In laboratories, benchtop centrifuges are used to separate and purify molecular mixtures in liquid media depending on their density gradient. Biochemistry laboratories use centrifugation extensively for studying and isolating cells, subcellular fractions, molecular complexes, and biological macromolecules such as proteins, DNA, and RNA. Centrifuges are high-speed devices that require vacuum, gravitational acceleration, and centrifugal force to separate molecules from liquid mixtures without overheating the samples. Nobel Laureate Theodor Svedberg invented the first analytical centrifuge for monitoring sedimentation in 1924. Later, in the 1940s, Claude and his colleagues perfected the centrifugation process, making it the cornerstone of biomedical and biological research for the subsequent decades. Currently, small-capacity benchtop centrifuges are an indispensable instrument for regular biomedical research.

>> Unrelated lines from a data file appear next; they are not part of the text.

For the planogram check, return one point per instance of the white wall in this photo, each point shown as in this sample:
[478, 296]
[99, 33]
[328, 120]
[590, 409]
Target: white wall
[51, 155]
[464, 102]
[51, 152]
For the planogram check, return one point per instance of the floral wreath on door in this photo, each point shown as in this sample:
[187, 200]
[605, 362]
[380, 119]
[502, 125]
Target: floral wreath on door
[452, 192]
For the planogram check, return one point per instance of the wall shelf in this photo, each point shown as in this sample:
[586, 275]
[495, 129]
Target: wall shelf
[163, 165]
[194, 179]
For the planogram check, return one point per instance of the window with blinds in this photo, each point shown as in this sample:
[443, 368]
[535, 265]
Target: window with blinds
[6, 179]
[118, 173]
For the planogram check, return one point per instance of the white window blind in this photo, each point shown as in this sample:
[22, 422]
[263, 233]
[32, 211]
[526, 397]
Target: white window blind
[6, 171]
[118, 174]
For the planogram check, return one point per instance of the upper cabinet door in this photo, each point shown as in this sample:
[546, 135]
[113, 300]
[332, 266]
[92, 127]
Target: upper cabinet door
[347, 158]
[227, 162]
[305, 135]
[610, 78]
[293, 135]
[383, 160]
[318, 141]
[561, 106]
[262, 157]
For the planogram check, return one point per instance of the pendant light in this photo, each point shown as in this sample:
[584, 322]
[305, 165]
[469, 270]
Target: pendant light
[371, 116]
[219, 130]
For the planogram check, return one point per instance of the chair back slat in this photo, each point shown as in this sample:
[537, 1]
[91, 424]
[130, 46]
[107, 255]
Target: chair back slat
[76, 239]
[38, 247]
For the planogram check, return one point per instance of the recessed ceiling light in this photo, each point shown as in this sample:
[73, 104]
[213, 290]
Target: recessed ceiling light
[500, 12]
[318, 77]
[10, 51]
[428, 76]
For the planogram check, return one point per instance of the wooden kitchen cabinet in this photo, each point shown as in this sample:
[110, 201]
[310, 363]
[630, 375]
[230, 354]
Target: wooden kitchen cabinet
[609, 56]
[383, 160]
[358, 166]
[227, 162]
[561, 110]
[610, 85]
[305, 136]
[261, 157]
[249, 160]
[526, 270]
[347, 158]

Before centrifugation, the particles are equally distributed in a medium. Upon centrifugation, the denser particles in the medium fall to the bottom, while the lighter particles rise. The top liquid fraction obtained after centrifugation is termed “supernatant.” The portion that sinks to the bottom is known as “pellet.” There is an interaction between the supernatant and the pellet. The particle recovery in the pellet corresponds to the fraction of particles remaining in the pellet after centrifugation. This recovery is contingent upon the particle density and size.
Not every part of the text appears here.